Bedenken bei der Nährwertkennzeichnung
sup.- Wertvolle Verbraucherinformation oder Etikettenschwindel? Die Nährwertkennzeichnung Nutri-Score sorgte schon vor ihrer Einführung in Deutschland für reichlich Diskussionsstoff. Inzwischen nutzen mehrere Lebensmittelhersteller das fünfstufige Bewertungsraster von rot bis grün auf der Vorderseite ihrer Verpackungen, um die Hinweise auf enthaltene Nährwertelemente zu vereinfachen. Gerade in dieser Vereinfachung sehen jedoch zahlreiche Kritiker nach wie vor einen wesentlichen Schwachpunkt des Nutri-Score. Der Einkauf nach Farben, so der Einwand, fördere keineswegs eine gesunde Ernährung, weil das simple Kennzeichnungsmodell eher zu Missverständnissen führen könne. Diese Befürchtung teilt beispielsweise das Max-Rubner-Institut (MRI), eine Forschungseinrichtung im Geschäftsbereich des Bundesministeriums für Ernährung und Landwirtschaft. Dort wird auf mögliche Fehlinterpretationen der Ampelfarben hingewiesen, etwa dass man rot gekennzeichnete Produkte nicht essen solle.

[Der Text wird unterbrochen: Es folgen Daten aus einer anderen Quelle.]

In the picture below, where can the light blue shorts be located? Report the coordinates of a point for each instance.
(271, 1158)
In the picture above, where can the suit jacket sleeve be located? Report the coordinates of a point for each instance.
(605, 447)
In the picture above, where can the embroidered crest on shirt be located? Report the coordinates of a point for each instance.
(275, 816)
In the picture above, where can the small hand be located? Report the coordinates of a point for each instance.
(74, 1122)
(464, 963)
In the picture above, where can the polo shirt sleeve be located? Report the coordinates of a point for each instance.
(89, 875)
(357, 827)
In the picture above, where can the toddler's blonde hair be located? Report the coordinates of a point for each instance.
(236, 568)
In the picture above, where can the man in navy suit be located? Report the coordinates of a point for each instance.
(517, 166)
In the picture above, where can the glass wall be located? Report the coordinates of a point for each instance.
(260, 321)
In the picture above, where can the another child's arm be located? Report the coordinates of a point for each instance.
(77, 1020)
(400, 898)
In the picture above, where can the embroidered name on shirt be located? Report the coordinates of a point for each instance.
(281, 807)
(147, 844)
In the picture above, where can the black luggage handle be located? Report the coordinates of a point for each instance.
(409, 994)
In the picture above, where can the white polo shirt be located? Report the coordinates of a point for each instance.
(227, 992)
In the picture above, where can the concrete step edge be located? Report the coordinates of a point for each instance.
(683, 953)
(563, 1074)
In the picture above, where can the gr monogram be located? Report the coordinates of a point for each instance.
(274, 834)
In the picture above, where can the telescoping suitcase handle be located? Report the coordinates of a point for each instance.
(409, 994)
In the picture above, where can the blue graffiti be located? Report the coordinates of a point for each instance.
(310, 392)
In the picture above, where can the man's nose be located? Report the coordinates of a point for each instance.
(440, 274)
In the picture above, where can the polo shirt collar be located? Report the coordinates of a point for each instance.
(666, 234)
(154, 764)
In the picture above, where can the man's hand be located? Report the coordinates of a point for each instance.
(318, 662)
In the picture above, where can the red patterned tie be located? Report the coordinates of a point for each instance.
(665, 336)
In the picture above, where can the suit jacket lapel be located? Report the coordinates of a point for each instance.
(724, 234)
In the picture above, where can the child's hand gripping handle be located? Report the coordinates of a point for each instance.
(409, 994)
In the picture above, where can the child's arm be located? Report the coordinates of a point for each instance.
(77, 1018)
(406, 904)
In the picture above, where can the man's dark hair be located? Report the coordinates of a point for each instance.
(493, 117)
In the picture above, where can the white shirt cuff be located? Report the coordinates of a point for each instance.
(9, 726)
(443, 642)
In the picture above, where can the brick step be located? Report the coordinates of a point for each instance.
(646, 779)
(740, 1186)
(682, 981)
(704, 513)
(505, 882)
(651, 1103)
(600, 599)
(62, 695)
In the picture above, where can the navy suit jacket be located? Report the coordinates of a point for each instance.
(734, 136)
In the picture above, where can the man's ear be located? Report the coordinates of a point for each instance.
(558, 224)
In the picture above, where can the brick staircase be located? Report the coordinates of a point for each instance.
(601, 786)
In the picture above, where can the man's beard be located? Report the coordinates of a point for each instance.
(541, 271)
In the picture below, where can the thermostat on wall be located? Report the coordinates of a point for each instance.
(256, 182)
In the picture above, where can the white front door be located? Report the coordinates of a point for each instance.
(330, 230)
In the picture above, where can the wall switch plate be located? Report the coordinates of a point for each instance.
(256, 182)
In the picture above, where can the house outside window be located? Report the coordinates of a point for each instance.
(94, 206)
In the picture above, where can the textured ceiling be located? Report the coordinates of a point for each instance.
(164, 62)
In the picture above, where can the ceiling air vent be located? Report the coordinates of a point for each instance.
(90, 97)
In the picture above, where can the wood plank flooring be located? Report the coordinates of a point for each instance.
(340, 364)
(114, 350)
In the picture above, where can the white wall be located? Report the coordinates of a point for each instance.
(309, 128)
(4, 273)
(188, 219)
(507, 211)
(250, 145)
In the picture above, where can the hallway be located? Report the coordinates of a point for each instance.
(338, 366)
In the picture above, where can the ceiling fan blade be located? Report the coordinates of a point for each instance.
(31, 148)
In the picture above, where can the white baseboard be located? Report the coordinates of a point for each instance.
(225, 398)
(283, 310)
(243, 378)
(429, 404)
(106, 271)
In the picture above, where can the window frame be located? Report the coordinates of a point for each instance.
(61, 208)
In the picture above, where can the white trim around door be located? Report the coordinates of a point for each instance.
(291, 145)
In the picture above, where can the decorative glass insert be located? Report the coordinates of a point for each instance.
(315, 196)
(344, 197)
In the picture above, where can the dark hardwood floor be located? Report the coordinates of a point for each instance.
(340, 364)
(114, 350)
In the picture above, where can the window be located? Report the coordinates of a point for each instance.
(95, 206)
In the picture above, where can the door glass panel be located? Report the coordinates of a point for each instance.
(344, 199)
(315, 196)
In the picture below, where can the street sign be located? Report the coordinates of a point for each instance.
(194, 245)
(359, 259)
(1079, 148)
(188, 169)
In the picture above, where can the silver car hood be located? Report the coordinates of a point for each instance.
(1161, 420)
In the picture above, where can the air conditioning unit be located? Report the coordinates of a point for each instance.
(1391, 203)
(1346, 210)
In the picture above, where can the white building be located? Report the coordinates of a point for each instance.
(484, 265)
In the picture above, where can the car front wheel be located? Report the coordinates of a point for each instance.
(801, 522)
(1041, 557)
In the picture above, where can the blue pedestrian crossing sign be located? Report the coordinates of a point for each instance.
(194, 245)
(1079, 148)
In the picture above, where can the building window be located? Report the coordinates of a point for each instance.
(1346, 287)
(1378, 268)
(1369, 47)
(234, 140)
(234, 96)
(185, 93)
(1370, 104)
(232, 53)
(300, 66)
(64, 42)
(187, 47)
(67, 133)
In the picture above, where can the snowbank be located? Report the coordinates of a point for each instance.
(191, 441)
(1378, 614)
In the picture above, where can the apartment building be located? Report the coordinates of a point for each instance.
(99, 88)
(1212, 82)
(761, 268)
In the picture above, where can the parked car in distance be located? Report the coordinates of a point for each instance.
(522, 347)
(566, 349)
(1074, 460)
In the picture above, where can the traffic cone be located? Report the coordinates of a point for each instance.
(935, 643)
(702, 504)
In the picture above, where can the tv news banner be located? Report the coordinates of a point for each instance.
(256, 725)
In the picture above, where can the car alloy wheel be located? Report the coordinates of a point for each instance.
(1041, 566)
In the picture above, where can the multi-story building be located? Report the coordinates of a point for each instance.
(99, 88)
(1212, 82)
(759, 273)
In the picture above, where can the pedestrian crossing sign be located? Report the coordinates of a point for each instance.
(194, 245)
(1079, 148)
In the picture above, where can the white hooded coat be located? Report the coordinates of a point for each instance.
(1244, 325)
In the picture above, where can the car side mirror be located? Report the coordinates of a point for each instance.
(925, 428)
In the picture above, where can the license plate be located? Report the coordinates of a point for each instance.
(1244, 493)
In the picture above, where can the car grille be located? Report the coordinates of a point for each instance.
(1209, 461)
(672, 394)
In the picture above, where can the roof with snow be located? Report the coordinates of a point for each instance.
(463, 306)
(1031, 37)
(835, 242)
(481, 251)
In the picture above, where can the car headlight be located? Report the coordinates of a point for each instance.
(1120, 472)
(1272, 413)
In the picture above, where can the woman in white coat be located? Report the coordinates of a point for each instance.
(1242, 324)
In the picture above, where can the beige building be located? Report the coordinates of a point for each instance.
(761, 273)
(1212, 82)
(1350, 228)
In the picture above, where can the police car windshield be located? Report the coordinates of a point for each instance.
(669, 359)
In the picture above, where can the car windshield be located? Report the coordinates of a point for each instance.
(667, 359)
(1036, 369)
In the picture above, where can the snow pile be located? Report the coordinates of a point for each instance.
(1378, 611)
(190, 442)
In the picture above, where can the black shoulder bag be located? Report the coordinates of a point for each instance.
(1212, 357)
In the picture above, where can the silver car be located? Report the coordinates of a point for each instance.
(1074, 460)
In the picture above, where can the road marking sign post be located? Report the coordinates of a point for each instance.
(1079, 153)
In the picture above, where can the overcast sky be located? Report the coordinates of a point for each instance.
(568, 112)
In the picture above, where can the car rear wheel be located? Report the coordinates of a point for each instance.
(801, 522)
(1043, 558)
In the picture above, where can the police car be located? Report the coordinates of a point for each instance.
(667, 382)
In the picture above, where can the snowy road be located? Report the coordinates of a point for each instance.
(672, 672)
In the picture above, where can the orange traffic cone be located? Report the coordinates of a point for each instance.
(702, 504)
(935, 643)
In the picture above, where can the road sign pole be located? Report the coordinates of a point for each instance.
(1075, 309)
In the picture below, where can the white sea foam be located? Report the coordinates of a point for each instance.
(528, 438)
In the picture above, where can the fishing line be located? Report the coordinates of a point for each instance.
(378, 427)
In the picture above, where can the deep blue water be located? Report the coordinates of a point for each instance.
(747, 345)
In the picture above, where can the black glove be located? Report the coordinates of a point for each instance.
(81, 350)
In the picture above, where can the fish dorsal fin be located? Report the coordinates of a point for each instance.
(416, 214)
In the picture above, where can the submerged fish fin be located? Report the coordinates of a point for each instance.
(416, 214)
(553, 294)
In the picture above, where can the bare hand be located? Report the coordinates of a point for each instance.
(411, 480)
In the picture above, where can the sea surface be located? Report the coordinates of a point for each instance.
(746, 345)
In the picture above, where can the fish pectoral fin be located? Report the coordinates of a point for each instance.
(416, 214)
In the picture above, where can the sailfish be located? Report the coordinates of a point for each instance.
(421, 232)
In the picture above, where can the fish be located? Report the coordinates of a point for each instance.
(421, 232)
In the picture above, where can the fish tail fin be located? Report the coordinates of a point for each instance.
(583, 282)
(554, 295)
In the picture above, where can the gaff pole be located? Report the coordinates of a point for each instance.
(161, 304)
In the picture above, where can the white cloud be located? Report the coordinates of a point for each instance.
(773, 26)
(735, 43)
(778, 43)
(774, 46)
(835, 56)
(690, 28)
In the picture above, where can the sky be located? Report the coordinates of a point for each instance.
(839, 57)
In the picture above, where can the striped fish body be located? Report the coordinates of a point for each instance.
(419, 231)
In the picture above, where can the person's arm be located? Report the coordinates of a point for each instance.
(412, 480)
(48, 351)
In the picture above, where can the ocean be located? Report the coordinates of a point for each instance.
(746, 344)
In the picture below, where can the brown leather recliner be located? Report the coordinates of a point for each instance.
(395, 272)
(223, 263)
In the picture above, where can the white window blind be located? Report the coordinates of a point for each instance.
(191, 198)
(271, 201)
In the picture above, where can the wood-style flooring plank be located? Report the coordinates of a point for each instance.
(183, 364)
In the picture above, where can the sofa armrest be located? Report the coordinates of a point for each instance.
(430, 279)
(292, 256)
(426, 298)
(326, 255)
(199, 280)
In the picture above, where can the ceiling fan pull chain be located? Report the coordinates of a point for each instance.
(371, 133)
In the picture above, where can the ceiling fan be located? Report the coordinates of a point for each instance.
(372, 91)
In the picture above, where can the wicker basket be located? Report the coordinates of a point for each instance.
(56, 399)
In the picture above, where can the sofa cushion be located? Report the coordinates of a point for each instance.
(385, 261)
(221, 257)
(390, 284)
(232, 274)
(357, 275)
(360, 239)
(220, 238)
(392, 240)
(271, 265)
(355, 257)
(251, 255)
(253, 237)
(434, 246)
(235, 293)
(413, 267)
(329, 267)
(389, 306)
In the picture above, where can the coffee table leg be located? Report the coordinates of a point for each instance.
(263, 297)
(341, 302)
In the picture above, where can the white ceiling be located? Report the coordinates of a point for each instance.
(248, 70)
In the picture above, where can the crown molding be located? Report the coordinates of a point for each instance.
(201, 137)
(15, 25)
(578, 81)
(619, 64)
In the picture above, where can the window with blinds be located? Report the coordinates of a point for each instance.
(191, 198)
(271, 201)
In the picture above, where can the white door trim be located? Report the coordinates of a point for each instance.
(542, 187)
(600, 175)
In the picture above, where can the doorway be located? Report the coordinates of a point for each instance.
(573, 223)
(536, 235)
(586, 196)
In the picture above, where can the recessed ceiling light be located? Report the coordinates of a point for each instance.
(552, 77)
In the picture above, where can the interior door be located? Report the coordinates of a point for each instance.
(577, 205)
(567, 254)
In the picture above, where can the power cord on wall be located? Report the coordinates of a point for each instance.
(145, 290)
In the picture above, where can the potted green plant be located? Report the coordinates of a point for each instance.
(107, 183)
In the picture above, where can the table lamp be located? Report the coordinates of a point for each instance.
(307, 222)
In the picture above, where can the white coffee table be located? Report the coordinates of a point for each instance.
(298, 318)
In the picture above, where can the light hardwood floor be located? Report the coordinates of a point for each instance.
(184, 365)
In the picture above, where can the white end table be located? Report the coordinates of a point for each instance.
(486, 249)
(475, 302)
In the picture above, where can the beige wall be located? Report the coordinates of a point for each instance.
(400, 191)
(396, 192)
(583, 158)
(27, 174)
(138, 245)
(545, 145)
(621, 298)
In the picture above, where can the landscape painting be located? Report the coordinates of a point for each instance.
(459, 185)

Was vielen Verbrauchern nämlich nicht bewusst ist: Die Einstufung in rot oder grün trifft keine Unterscheidung zwischen „guten“ und „schlechten“ bzw. gesunden oder ungesunden Lebensmitteln. Deshalb trägt der Nutri-Score auch nicht zu einer besseren Transparenz beim Einkauf unter Gesundheitsaspekten bei. Als Bundesforschungsinstitut für Ernährung und Lebensmittel hat das MRI zahlreiche weltweit genutzte Modelle zur Nährwertkennzeichnung unter die Lupe genommen und auf ihre Effizienz überprüft. „Nährwertkennzeichnungsmodelle erleichtern beim Einkauf den Vergleich von Produkten innerhalb derselben Produktgruppen (z. B. Tiefkühlpizzen, Fruchtjoghurts), können aber keine alleinige Orientierung für eine ausgewogene oder gesunde Ernährung sein“, so das eher ernüchternde Fazit: „Das heißt beispielsweise im Fall farblich hinterlegter Modelle, dass eine Ernährung ausschließlich mit „grün“ gekennzeichneten Produkten nicht zwangsläufig ausgewogen oder gut für die Gesundheit sein muss.“ Denn ein grüner Nutri-Score auf einer Pizzaverpackung besagt nur, dass andere, ebenfalls eingestufte Tiefkühlpizzen in ernährungsphysiologischer Hinsicht noch wertloser sind.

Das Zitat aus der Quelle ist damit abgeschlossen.